The Scoop Podcast: Ag Retailers’ Policy Priorities for 2024
Hunter Carpenter and the Agricultural Retailers Association team just wrapped up organizing its 2024 fly-in bringing members from across to the country to Washington D.C. to unite their voice with law makers.
Carpenter says ARA remains focused on the issues most likely to impact the ag retailer’s bottom line.
By collaborating with its membership, ARA has identified this year’s public policy priorities that will steer its grassroots advocacy efforts. According to ARA those include:
1. Reauthorizing the Farm Bill
Ag retailers and distributors play a vital role in providing farmers with the right crop inputs at the right time despite a short planting time frame—all while offering crop consulting services and custom pesticide and fertilizer application services.

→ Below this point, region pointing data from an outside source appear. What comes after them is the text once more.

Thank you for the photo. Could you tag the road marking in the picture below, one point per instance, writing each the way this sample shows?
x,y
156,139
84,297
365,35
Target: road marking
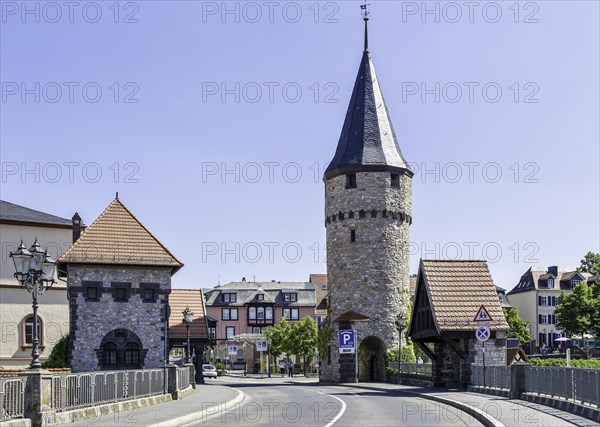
x,y
339,415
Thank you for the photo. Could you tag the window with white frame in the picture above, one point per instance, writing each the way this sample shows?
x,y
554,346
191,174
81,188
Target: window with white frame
x,y
290,297
229,297
291,313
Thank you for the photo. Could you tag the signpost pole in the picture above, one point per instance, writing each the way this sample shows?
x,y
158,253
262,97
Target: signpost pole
x,y
483,363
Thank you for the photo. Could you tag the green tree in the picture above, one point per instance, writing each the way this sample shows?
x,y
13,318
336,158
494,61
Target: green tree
x,y
58,357
278,338
590,263
575,310
518,327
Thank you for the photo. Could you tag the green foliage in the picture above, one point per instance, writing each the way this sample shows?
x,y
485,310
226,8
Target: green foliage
x,y
518,327
590,263
575,310
391,373
58,357
299,338
575,363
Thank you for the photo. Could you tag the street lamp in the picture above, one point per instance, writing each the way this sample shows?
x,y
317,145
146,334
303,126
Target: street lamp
x,y
34,269
400,325
188,317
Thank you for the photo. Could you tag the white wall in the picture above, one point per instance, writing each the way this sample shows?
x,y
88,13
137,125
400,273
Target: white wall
x,y
15,301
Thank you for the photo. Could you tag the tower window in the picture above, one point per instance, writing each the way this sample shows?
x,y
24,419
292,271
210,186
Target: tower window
x,y
350,180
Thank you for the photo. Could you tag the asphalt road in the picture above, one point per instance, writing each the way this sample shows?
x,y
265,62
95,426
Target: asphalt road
x,y
280,404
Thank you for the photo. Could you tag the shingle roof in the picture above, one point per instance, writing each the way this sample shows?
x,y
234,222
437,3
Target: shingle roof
x,y
456,291
179,299
530,281
12,212
118,237
368,137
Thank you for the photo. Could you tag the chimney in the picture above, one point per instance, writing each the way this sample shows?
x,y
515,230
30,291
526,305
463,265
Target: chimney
x,y
76,226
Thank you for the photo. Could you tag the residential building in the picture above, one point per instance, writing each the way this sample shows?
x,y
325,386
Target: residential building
x,y
320,283
244,309
537,294
118,279
16,314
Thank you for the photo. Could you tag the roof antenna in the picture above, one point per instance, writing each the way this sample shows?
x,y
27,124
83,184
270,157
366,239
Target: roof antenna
x,y
365,14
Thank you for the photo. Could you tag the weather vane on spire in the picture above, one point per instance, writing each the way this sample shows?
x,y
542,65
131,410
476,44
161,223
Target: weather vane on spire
x,y
365,14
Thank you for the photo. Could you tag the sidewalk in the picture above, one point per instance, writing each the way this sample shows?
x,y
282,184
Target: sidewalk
x,y
491,410
189,409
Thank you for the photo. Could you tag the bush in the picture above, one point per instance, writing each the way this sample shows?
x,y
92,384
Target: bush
x,y
58,357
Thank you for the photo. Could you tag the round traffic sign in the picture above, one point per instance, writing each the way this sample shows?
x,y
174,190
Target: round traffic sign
x,y
483,334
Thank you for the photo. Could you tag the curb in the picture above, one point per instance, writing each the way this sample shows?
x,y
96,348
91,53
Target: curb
x,y
476,413
196,416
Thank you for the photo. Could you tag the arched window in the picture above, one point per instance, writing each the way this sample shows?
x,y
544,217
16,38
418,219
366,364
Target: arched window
x,y
27,337
109,354
132,354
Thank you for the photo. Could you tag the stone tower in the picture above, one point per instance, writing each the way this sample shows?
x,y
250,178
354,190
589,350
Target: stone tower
x,y
368,211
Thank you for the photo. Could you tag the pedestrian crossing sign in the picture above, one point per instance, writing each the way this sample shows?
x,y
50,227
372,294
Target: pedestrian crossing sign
x,y
482,315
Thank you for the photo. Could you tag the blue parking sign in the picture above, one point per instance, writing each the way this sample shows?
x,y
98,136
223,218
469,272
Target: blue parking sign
x,y
347,341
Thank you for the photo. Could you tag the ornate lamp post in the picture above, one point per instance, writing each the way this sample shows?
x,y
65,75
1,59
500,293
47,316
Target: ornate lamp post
x,y
188,317
400,325
34,269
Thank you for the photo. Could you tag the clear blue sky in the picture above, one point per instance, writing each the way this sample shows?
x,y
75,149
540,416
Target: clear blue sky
x,y
541,132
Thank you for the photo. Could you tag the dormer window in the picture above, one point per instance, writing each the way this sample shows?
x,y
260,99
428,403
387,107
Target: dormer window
x,y
229,297
350,180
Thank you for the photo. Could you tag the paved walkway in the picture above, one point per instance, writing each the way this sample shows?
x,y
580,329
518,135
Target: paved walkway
x,y
202,398
509,412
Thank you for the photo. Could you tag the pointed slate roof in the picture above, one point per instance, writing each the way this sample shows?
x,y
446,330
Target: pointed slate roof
x,y
368,140
118,237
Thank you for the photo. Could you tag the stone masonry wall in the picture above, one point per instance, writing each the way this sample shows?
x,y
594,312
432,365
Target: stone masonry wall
x,y
92,320
371,275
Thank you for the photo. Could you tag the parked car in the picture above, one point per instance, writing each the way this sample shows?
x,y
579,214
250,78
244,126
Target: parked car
x,y
209,371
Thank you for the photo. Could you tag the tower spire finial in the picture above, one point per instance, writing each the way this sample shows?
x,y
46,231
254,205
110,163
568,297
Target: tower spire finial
x,y
365,14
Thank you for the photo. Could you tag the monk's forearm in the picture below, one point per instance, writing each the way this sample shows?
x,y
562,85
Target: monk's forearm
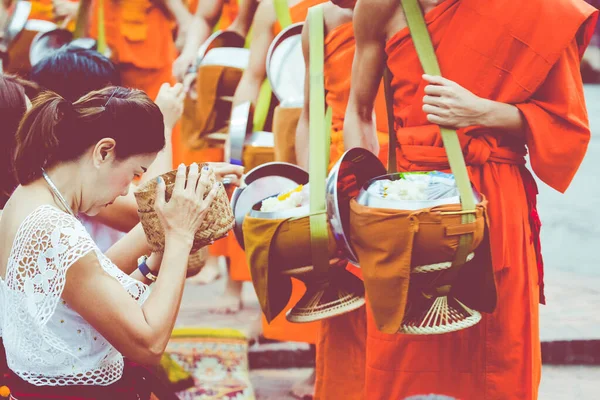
x,y
505,117
198,32
248,89
163,162
359,130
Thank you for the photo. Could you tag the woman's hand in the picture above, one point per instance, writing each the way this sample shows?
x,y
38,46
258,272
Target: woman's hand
x,y
182,216
448,104
170,101
233,173
182,65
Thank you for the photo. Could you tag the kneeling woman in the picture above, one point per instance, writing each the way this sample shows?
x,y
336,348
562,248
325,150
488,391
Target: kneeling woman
x,y
68,315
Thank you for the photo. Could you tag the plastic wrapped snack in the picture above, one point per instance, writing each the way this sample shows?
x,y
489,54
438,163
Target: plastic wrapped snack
x,y
412,191
286,201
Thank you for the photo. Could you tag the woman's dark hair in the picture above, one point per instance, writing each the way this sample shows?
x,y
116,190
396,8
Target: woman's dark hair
x,y
56,130
73,72
12,108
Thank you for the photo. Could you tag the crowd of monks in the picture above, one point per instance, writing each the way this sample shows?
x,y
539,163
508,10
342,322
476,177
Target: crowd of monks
x,y
502,50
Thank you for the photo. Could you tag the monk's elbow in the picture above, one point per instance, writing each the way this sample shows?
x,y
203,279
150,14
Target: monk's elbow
x,y
359,111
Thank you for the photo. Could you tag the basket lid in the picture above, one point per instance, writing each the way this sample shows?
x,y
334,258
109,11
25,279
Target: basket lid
x,y
285,65
263,181
234,57
220,39
47,42
344,182
14,22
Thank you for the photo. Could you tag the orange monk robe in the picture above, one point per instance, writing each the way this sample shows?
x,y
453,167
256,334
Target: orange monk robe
x,y
183,154
44,10
298,13
141,39
280,328
342,340
521,53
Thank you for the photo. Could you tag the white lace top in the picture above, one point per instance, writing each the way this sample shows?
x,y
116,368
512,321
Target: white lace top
x,y
46,342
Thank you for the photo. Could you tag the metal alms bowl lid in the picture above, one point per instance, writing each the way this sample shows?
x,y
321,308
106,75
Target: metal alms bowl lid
x,y
220,39
285,65
240,126
344,182
45,43
264,181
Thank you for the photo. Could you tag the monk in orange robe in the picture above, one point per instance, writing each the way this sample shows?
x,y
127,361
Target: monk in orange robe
x,y
140,35
342,339
512,84
207,15
61,12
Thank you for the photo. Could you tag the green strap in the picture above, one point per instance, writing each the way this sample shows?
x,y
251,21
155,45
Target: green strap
x,y
426,53
282,11
80,23
389,105
328,123
263,104
101,40
319,233
429,62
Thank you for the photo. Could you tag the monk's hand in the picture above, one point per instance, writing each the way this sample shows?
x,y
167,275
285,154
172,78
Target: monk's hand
x,y
182,64
170,101
448,104
189,85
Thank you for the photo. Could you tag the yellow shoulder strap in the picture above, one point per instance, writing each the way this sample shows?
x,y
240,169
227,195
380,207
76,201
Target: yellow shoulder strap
x,y
319,152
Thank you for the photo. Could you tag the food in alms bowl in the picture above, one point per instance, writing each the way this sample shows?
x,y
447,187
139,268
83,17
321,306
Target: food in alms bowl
x,y
294,198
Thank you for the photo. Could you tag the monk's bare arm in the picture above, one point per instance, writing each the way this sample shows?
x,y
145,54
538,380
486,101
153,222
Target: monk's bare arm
x,y
178,9
202,23
262,36
446,103
371,18
302,130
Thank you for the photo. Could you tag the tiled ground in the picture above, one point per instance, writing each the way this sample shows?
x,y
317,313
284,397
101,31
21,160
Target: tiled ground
x,y
570,239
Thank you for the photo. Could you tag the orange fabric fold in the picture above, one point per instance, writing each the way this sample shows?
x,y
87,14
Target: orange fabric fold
x,y
285,121
389,242
298,13
525,54
138,32
212,114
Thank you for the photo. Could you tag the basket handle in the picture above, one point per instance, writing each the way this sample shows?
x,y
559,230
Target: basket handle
x,y
318,138
282,11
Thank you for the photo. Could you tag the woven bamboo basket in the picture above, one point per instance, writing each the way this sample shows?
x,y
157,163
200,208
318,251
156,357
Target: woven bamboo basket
x,y
217,223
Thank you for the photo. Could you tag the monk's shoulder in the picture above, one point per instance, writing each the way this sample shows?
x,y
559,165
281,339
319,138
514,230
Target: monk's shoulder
x,y
335,16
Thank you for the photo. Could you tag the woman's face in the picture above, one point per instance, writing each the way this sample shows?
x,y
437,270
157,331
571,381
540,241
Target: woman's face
x,y
110,177
344,3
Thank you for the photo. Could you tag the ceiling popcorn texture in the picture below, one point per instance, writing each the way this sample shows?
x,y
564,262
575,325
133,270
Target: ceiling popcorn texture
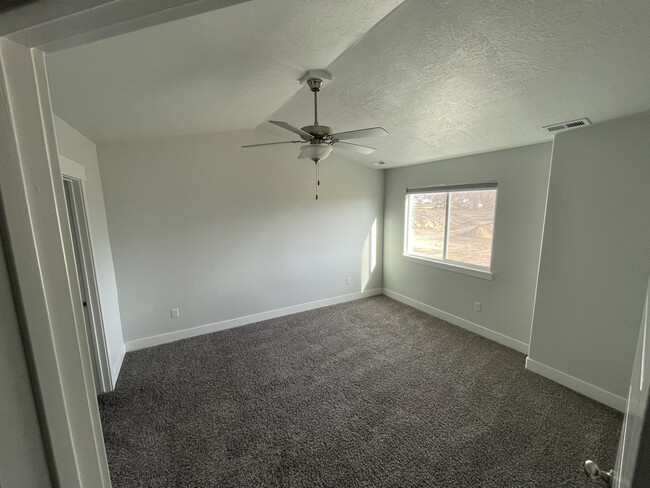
x,y
445,78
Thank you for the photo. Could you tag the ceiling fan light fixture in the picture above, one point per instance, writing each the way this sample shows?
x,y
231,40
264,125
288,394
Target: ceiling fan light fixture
x,y
315,152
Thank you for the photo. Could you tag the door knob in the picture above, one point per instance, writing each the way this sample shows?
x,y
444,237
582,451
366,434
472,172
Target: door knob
x,y
593,472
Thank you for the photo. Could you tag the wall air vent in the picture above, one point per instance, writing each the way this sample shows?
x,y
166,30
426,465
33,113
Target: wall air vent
x,y
571,124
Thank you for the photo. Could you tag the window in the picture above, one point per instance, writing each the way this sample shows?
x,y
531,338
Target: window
x,y
451,224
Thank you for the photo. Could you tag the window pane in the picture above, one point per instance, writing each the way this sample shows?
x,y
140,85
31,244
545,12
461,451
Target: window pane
x,y
471,224
426,231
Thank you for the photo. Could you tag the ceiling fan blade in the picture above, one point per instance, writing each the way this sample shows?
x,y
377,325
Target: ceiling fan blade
x,y
306,136
354,147
273,143
358,134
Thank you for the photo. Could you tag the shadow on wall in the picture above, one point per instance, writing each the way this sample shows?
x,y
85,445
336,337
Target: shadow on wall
x,y
369,256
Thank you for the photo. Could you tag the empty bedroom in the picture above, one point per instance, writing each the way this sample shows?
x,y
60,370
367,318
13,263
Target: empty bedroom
x,y
283,243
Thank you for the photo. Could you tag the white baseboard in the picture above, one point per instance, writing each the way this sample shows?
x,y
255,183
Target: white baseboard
x,y
465,324
587,389
248,319
116,366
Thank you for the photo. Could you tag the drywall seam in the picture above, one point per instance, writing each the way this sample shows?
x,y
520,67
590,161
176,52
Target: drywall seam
x,y
247,319
541,246
460,322
587,389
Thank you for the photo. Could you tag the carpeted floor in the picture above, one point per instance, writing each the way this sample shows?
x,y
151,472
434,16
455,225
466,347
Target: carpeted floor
x,y
370,393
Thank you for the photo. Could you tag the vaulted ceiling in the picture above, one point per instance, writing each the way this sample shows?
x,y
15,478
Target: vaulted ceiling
x,y
445,78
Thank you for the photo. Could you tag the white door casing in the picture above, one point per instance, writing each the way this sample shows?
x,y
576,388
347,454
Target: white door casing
x,y
85,264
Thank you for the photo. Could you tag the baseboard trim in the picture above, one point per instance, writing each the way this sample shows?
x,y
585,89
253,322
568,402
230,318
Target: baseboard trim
x,y
116,366
460,322
248,319
587,389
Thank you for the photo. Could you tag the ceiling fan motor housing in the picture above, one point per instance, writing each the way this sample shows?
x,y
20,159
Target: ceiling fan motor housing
x,y
319,132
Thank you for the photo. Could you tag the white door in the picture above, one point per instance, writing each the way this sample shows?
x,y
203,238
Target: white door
x,y
632,468
87,283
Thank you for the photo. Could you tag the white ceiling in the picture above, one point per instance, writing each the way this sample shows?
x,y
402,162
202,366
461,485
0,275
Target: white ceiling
x,y
445,78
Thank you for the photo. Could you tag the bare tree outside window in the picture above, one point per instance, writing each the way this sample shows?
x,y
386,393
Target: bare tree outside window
x,y
455,226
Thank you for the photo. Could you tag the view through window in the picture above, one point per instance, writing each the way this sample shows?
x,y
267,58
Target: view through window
x,y
453,226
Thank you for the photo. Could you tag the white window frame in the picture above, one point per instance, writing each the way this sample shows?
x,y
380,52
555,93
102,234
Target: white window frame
x,y
484,272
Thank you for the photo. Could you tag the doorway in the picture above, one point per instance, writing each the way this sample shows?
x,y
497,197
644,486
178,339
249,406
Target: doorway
x,y
84,264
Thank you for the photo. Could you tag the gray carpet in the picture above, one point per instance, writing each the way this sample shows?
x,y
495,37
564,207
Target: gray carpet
x,y
366,393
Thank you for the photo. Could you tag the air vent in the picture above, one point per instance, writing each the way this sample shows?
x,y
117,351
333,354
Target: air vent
x,y
572,124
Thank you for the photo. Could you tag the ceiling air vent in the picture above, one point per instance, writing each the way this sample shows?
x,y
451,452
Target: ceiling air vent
x,y
572,124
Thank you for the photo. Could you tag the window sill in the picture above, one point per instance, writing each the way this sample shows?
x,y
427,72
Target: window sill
x,y
456,268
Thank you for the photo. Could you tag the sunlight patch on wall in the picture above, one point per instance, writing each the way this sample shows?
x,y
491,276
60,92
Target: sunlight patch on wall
x,y
369,256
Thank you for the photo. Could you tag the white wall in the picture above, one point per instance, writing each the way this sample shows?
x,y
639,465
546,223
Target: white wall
x,y
507,300
221,232
22,456
77,147
595,258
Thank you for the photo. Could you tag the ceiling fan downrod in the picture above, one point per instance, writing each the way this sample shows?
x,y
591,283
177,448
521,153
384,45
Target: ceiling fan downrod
x,y
315,85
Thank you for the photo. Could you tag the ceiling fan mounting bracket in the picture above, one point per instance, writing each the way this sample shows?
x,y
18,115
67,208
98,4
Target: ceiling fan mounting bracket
x,y
314,84
321,74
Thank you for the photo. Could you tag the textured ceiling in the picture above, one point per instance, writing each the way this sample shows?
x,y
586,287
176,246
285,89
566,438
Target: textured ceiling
x,y
445,78
224,70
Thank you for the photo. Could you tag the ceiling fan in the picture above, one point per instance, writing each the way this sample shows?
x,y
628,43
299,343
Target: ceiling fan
x,y
318,139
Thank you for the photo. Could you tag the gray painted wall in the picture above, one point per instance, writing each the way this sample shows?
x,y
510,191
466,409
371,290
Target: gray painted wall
x,y
507,300
198,223
82,150
596,254
22,458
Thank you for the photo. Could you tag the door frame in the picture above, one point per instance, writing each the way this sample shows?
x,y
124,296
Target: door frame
x,y
75,173
39,245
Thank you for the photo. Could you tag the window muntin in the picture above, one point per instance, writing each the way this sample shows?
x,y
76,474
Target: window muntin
x,y
451,224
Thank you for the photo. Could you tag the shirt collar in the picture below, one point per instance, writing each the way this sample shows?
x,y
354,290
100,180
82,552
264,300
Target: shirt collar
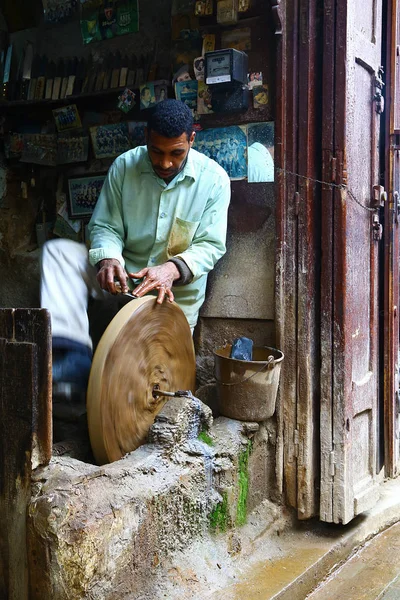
x,y
188,170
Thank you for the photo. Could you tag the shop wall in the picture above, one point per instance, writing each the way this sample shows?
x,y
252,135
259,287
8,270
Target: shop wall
x,y
240,297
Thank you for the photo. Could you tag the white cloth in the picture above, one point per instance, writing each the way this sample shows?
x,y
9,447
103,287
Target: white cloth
x,y
67,282
68,279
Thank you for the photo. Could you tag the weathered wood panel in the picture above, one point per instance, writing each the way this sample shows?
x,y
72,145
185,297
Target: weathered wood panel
x,y
25,431
18,396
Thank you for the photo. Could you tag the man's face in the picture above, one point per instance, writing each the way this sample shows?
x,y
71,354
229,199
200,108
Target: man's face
x,y
168,155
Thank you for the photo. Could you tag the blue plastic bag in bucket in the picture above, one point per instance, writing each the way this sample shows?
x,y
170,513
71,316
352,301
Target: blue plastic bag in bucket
x,y
247,390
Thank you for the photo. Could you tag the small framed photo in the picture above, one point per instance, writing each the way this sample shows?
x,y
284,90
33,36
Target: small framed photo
x,y
109,141
83,195
67,117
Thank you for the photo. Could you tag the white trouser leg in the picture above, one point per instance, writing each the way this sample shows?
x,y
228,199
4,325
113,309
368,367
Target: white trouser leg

ARA is working to protect the tools farmers need to deliver a secure and affordable food supply chain by advocating for the inclusion of the Plant Biostimulant Act of 2023, Increased Technical Service Providers Access Act of 2023, the preservation of the crop insurance program and more in the 2024 farm bill.
2. Protecting Modern Ag Technologies
Because farmers need reliable access to crop input supplies and precision ag technologies, ARA and its members support codifying oversight of pesticide registrations and regulations at the EPA and state agencies to ensure the federal government makes decisions based on sound science, peer-reviewed data and a risk-based approach. More investment in research and development is critical to further enhance crop yields and plant health.
3. Relieving Transportation & Supply Chain Challenges
Transportation and supply chain disruptions continue to top the list of concerns in ag retail. ARA is advocating for modernizing the nation’s freight rail, trucking and inland waterway systems by supporting:
- Reauthorization of the Surface Transportation Board to include provisions addressing rising demurrage and detention costs to shippers and increased competition.
- Reauthorization of the Water Resources Development Act, which authorizes waterway projects to improve the nation’s ports, harbors and inland waterways.
- Expansion of the Safe Driver Apprenticeship Pilot Program by allowing more 18- to 20-year-old drivers to participate.
- Reform hours of service to eliminate the planting and harvesting seasonal provisions, and authorize a pilot program for farm supply transporters to operate up to a 200-air-mile radius.
- Reform the additional farm-related restricted CDL program.
4. Ensuring an All-of-the-Above Energy Approach
ARA works with industry coalitions to advocate for federal energy policies that increase domestic natural gas production, reduce U.S. manufacturing costs for crop input materials and develop and use renewable fuels to reduce dependence on foreign energy sources. Any cuts to the renewable fuel standard will take a devastating toll on rural economies and stifle investment in ethanol plants.